Scientists from the Salk Institute have, for the first time, directly converted human skin cells into transplantable white blood cells, which are the soldiers of the immune system that fight infections and invaders. This work could prompt the creation of new therapies that introduce new white blood cells into the body that can attack diseased or cancerous cells or augment immune responses for other conditions.
This work, which shows that only a small amount of genetic manipulation could prompt this direct conversion, was published in the journal Stem Cells.
“The process is quick and safe in mice,” says senior author Juan Carlos Izpisua Belmonte, who holds the Salk’s Roger Guillemin Chair. “It circumvents long-standing obstacles that have plagued the reprogramming of human cells for therapeutic and regenerative purposes.”

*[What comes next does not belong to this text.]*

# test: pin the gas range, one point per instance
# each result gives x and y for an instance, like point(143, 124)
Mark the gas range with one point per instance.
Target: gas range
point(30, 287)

The problems that Izpisua Belmonte mentions, includes the long time (at least two months) numbingly tedious cell culture work it takes to produce, characterize and differentiate induced pluripotent stem (iPS) cells. Blood cells derived from iPSCs also have other obstacles: they engraft into organs or bone marrow poorly and can cause tumors.
The new method designed by Izpisua Belmonte and his team, however, only takes two weeks, does not produce tumors, and engrafts well.
“We tell skin cells to forget what they are and become what we tell them to be—in this case, white blood cells,” says one of the first authors and Salk researcher Ignacio Sancho-Martinez. “Only two biological molecules are needed to induce such cellular memory loss and to direct a new cell fate.”
This faster reprogramming technique developed by Belmonte’s team utilized a form of reprogramming that does not go through a pluripotency stage. Such techniques are called indirect lineage conversion or direct reprogramming. Belmonte’s group has demonstrated that such approaches can reprogram cells to form the cells that line blood vessels. Thus instead of de-differentiating cells into an embryonic stem cell-type stage, these cells are rewound just enough to instruct them to form the more than 200 cell types that constitute the human body.
Direct reprogramming used in this study uses a molecule called SOX2 to move the cells into a more plastic state. Then, the cells are transfected with a genetic factor called miRNA125b that drives the cells to become white blood cells. Belmonte and his group are presently conducting toxicology studies and cell transplantation proof-of-concept studies in advance of potential preclinical and clinical studies.
“It is fair to say that the promise of stem cell transplantation is now closer to realization,” Sancho-Martinez says.
Study co-authors include investigators from the Center of Regenerative Medicine in Barcelona, Spain, and the Centro de Investigacion Biomedica en Red de Enfermedades Raras in Madrid, Spain.